At community level - in contrast to household level - PV systems only replaced kerosene and candles to a limited extent. To a much larger extent, the systems have provided the opportunity for additional lighting and power for other new activities in the hours of darkness that were not possible before.
Financial Issues and Management
The PV system hardware cost about €450 for each 48W system, €750 for the 85W systems and €1500 for the 170W system. The community contributed about 25% of the total cost in the form of labour. In addition, each community developed a maintenance plan indicating how they would raise the funds to replace parts over time. Schools and religious buildings are able to use their maintenance budgets to replace spare parts, while youth centres and sacred houses required a different approach: communities agreed to charge a fixed rate for using the facilities and solar power for private events, such as weddings, parties, cultural occasions etc.
The use of kerosene for lighting results in relatively high levels of CO2 emissions because the process is very inefficient –more than 99% of the fuel is converted into unused heat instead of into light. Therefore, the project aimed to reduce CO2 emissions by reducing the use of kerosene for lightning. However, although the project provided 23 communities with PV systems, no kerosene was actually replaced because the energy from the PV systems was used to provide additional energy rather than to replace the current source of energy. As a result, the direct environmental benefits of the project are limited and, in addition, further negative side effects could occur in the future because the proper recycling of batteries in the solar systems cannot always be assured at local level.

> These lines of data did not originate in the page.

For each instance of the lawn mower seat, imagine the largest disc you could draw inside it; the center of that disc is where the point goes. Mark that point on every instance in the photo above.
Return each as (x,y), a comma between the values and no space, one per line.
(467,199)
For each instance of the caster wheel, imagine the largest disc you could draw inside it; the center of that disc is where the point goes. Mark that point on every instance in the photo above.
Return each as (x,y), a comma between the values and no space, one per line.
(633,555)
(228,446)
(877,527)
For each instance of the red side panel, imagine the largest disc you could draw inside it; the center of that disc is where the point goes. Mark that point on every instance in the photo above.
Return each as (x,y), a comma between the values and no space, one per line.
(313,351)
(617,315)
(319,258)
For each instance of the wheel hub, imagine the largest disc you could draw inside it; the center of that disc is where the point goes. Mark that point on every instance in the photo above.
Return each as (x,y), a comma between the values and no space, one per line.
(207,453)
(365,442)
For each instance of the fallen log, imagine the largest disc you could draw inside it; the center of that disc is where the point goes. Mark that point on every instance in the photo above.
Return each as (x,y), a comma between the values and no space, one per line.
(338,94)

Timor Leste is one of the poorest countries in Asia with 77% of the population living on less than $2 per day. The community PV systems do not generate income but they do provide the opportunity for additional social, educational or wellbeing activities after dark in community institutions such as schools, clinics or community centres.
Results & Impact
The results in relation to the two major components of this project - community training and installation of community systems - exceeded the set targets. Instead of the 4 community energy systems that were planned, 23 were implemented in 16 communities.
Mercy Corps explored the possibility of selling community systems through local businesses. However, they concluded that ensuring the availability of the various system components and providing appropriate installation and after-sale service would not be feasible, given the limited demand and wide geographical spread of potential customers. Conversely, the prospective market potential for compact solar products such as solar lanterns and all-in-one systems is anticipated to be much better.
The replication potential for community systems was, however, improved by the involvement of government agencies in the implementation process. This raised awareness of the technologies among decision-makers who facilitated the implementation of solar community systems in six additional locations.
The substantial increase in the number of systems was due to three factors. Firstly, the capacity that was needed for lighting was much lower than initially anticipated. In many locations 40W to 50W systems were sufficient to meet lighting needs. Secondly, money was saved on installation by training community members to install the systems themselves. Thirdly, solar panels could be purchased more economically than expected due to a reduction in the cost of PV technology over time.
Although the overall outcome of this project was positive, the experience does demonstrate the need for assessments to be undertaken before project implementation because meeting the needs of users is one of the most significant factors for the sustainability of a project.
The awareness-raising campaigns and the active involvement of government agencies were also key to the success of the project.